The pianist enters like a moose on “Essay in Ragtime.” Had Brun encountered any tuned pianos in his Midwestern travels, his left hand would have undone them. The force is so startling that you may not notice the modest embellishments or blues strain inserted at the trio. Campbell likes to combine two formats—the traditional 16-bar (or 8 + 8) ragtime strain and the 12-bar blues—and sometimes he doesn’t seem to know which way he’s headed until he gets there. Whenever he opts for the blues, it’s either a variation on “Frankie and Johnny” or “Frankie and Johnny.” For the rag of that name, he begins with blues choruses, switches to a 16-bar B strain, and then alternates the two, rushing the blues sections. “Lulu White” reverses the process, beginning with a 16-bar strain, played twice, followed by an F&J variation, then alternating them. On the second take of “Frankie and Johnny,” he gets lost in the third chorus, as the left hand goes one way and the right another until he settles on the blues; he cuts the last chorus short by about seven beats.

That may sound like a mistake, but with Campbell you can’t be sure. On “Campbell Cakewalk,” which he seems to be making up on the spot, he begins with a 28-bar strain: 8 + 12—though the 12 is not a blues— + 8. The B strain (touch of “Who’s Sorry Now?”) is 16 and so is the C (touch of “Twelfth Street Rag”). About seven bars into the D strain, he suddenly turns the rhythm around, gaining two beats (or losing six) in the process and continuing with the new rhythm for another seven, thereby ending up with a strain of 14 and a half bars. If you think that, too, must be a mistake, consider “Barber Shop Rag,” which hints at “Twelfth Street Rag” and “Muskrat Ramble” before arriving at a C strain that loses two beats in the 10th bar, ending up with an episode of 15 and a half bars. It also sounds like a mistake, except there are two takes and it comes out that way every time.

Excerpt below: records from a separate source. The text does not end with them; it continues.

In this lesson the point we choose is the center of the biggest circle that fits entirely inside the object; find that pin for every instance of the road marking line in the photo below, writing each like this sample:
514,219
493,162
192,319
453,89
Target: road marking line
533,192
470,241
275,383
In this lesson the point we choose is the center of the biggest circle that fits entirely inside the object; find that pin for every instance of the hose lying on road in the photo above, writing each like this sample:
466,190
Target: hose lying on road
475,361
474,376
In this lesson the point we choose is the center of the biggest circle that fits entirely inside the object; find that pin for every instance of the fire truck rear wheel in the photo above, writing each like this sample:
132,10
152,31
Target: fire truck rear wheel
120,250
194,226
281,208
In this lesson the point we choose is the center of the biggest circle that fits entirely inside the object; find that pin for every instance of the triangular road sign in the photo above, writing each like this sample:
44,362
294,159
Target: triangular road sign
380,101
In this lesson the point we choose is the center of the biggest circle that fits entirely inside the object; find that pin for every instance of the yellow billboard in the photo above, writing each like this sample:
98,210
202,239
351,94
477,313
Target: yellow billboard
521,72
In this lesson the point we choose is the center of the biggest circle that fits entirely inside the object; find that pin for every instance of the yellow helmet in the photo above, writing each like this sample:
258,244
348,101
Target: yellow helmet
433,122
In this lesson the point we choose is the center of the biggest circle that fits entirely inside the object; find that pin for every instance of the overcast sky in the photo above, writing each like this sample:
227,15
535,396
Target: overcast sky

Sometimes, as on “Ginger Snap Rag,” he winds himself up into a state of near euphoria, but more often he gives sway to a blustery contrariness, as in three distinct takes of “Twelfth Street Rag,” the first ending with a phrasing of the melody that unmistakably presages the theme from The Third Man, the second accentuating the counterpoint between melody and bassline, and the third additionally embellishing accents. For sheer asymmetrical pulsing jollity, nothing beats “Rendezvous,” which begins with a five-bar intro, followed by blues choruses and a 16-bar strain that in its second and final incarnation winds up 17 and a half bars, as though he were about to extend the last eight into a blues but thought better of it.

On the B strain of “Rendezvous,” Campbell flashes a treble gliss, recalling a segment from “Lily Rag,” the best-known rag by Charles Thompson, who Campbell says on his album was “the best of all of ’em.” Recordings culled from two parties Thompson played shortly before his death in 1964 were released last year as Neglected Professor, one of Delmark’s first Euphonic releases. If Campbell’s life was transformed by Joplin, Thompson’s was turned upside down by James P. Johnson, the Broadway composer and piano god whom he had met between 1912 and 1917, when Johnson was first getting started. The encounter encouraged Thompson to expand the ragtime idiom to include a wider range of rhythmic attacks, including boogie-woogie and stride. He recorded little and few people heard him outside of St. Louis, where he operated a club. Thompson lacked Johnson’s inventiveness, virtuosity, and spirit, but he had enough technique to evolve his own intimidatingly flashy style. Except for a couple of ponderous standards (“How Deep Is the Ocean,” “Tennessee Waltz”), the Delmark disc is an impressive showcase for a pianist who replaces Campbell’s brute force with razzle-dazzle syncopations and flourishes—he employs Johnson’s Charleston beat on “Dicty’s on 7th Avenue.” Thompson, who became legendary for besting Tom Turpin in a much celebrated contest, could play and write rings around Campbell (“Lily Rag” is a peach). But he was also more conventional and there are passages when his technique can’t hide the windup aspect of a mechanical music. Through Thompson’s polish and Campbell’s primitivism, however, we can experience part of the foundation from which jazz and swing arose, and credit the rowdy world of card sharps and wild women who paid the bills.